これでは、彼女の力に怯える人間と何ら変わりない。何が面倒を見るだ。これでは少女に、住む場所と、食べ物を与えているだけではないか。
本当なら、腕を伸ばして、抱きしめてあげたかった。なのに、自分にはそれができない。エルシアはそれを痛感する。
今ここに、ケトが求める温もりはない。赤の他人の温もりでは今の少女を癒せないことを、エルシアは確信している。かつての自分がそうだったのだから。
だからエルシアは、抱きしめる代わりに、少女の前にポタージュの皿を置いた。小さな手に匙を握らせ、囁くように促す。
「ご飯遅くなってごめんね。どうぞ」
「え……。あ、うん」
しばらくエルシアを見上げていたケトは、やがて皿から一匙すくって、口に運んだ。
「……」
その様子を見ながら、エルシアは自覚する。
自分は最低だ。少女が持つ希望を裏切ってしまうことを予感しているのに、何一つ埋め合わせをしてあげられない。
「おいしい……」
「そう、良かったわ」
ベーコンは大振りに切って、隠し味にチーズまで入れたのだ。おいしくない訳がない。
それでも、きっとケトが求めているのは、別の味なのだろう。
「……ママのスープとは、ちがうね」
「そうね……」
思わず小さく漏れ出てしまった少女の言葉に、エルシアは静かに囁き返す。自分は座らず、少女の後ろに回り込む。抱きしめることはできなくても、こうすることくらいは、許してくれるだろうか。
「……ねえ、ケト。私が絶対、貴女のママとパパを探し出してあげるからね」
「でも……」
ケトの頭に手を伸ばした。
ゆっくりと、柔らかい髪の感触を確かめるように撫でる。少女の言いたいことは痛いほど分かっている。その切なさは、過去の自分が感じたものと同じもののはずだ。だから、エルシアはそこにも触れてみる。
「もしも。もしもよ? それでも、どうしても見つからなかったら……」
ケトの肩がピクリと跳ねた。
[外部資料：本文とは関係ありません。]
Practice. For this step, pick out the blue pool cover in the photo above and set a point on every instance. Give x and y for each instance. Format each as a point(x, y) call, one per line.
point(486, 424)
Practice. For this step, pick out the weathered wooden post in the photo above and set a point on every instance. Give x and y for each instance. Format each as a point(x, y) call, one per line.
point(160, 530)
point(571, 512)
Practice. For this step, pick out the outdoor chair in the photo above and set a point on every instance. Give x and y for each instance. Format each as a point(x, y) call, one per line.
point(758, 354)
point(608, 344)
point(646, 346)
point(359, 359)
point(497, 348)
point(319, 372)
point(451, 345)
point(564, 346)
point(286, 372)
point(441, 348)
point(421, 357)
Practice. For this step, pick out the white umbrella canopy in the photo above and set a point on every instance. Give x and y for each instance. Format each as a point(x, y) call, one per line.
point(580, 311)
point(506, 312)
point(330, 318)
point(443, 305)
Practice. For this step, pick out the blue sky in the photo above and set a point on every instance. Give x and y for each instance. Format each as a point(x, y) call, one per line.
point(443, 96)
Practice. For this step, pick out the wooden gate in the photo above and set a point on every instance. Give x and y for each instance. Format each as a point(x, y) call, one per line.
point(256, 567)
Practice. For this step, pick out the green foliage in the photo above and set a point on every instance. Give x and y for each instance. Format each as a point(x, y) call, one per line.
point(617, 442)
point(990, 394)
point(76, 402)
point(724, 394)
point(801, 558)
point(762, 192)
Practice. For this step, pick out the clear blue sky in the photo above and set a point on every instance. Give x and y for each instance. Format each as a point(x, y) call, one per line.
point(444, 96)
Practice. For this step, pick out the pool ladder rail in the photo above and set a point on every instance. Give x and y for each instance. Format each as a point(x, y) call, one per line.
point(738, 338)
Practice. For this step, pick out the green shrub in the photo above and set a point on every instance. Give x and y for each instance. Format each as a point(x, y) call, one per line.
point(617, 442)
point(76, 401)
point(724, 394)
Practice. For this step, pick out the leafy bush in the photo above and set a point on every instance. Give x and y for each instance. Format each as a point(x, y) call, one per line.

小さな口から震える吐息が漏れる。
「みつからなかったら、どうしよう……」
彼女と初めて会ってから、一か月と少し。親が迎えに来られるなら、もっと早く姿を見せたっていいはずだ。きっとケト自身、そう思っているのだろう。
「その時は、私の妹になりなさい」
「いもうと……?」
「私もずっと家族が欲しかったから。もし一人になってしまったら、私の家族になって欲しいなって、そう思うの」
ケトは泣かなかった。
強い子だ、とエルシアは思う。自分が幼い頃は泣いてばかりだったのに、この子の涙はまだ見たことがない。
いつかこの子が泣くのだとしたら、それは再会の嬉し涙であって欲しい。
そう思いながら頭を撫で続けていると、匙をギュッと握りしめていたケトから「うん」という小さな返事が聞こえた。